Sessions’ ability to go after marijuana businesses is crystal clear, given that federal law has supremacy over state law, specialists say.
New York lawyer Marc J. Ross, who teaches about the intersection between state and federal marijuana law, said the federal government currently abstains from enforcement of certain parts of federal law through a memorandum issued by a top Justice Department official in 2013.
That document, known as the Cole Memo, sets enforcement priorities for federal prosecutors, such as preventing revenue from the sale of marijuana from going to cartels, and preventing violence in the drug’s distribution.
But those priorities do not include prosecuting marijuana businesses operating in legal, regulated markets under state law, which, Ross and other experts said, has given the recreational market room to grow.
“But if Sessions removes that memorandum, the effective protections that exist for marijuana businesses in legal marijuana states instantly go away,” Ross said.
The tension between federal law and the law in states where voters have legalized marijuana for recreational use created a practical problem for the Obama administration, said Charles Fried, a former solicitor general of the United States and longtime Harvard Law School professor.

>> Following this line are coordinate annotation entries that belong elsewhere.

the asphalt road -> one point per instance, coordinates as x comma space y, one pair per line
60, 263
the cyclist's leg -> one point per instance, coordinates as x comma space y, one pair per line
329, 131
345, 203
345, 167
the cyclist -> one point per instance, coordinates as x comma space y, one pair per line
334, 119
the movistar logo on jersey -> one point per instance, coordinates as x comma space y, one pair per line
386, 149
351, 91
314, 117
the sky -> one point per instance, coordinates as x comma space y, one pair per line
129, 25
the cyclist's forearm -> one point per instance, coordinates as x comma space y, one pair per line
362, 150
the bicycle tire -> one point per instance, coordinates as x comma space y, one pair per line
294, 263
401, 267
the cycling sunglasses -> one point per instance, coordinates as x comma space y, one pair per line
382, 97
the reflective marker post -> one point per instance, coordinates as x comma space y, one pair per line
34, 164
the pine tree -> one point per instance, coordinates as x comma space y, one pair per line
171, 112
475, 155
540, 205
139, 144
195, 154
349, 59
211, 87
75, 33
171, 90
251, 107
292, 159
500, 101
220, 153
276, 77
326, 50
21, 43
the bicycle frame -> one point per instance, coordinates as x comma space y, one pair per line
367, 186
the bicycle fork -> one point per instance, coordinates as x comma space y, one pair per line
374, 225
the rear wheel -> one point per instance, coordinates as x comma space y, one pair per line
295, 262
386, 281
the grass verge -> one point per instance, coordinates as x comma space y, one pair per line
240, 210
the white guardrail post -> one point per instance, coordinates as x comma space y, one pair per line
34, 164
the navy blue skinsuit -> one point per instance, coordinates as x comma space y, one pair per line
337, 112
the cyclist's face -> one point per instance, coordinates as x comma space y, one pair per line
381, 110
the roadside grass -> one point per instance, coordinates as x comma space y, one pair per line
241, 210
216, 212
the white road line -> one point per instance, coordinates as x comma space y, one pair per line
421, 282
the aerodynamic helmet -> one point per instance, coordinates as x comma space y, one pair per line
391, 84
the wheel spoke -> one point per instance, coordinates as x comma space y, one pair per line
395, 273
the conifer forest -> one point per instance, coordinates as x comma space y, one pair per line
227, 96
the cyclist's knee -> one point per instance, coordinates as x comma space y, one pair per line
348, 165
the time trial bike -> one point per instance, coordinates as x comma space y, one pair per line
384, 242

The Obama administration has chosen to solve it through nonenforcement, he said.
But “somebody who is indicted, prosecuted, and convicted has no defense by saying, ‘It’s legal on the ground in Colorado!’ Now you may have a hard time getting a jury to convict, and it may be extremely unpopular, and it may be a bad idea,” he continued, “but as a legal matter, it’s clear cut.”
Still, say prolegalization lawyers like Capecchi, the Department of Justice can’t force state lawmakers to recriminalize marijuana possession, use, and cultivation. And the Department of Justice going after businesses legal under state law, they argue, would only succeed in driving the currently regulated industry back to the criminal market.
Should a Sessions Justice Department step up prosecutions, the effect on Massachusetts’ nascent retail industry could be swift, drying up funding for retail marijuana endeavors.
And no matter what the impact on the retail marijuana market here, the state ballot initiative legalizes home growing, possession, and use for those 21 and older on Dec. 15.
“The short answer is: The home-grow provisions would become a lot more important,” said state Senator William N. Brownsberger, a Belmont Democrat and supporter of legalization.
The voter-passed measure allows adults to grow up to 12 plants per household. Doing so would let them to bypass the commercial market.
Hope Hicks, a Trump spokeswoman, did not respond to an e-mailed question Friday about whether the incoming administration plans to go after marijuana distributors in states where marijuana is legal.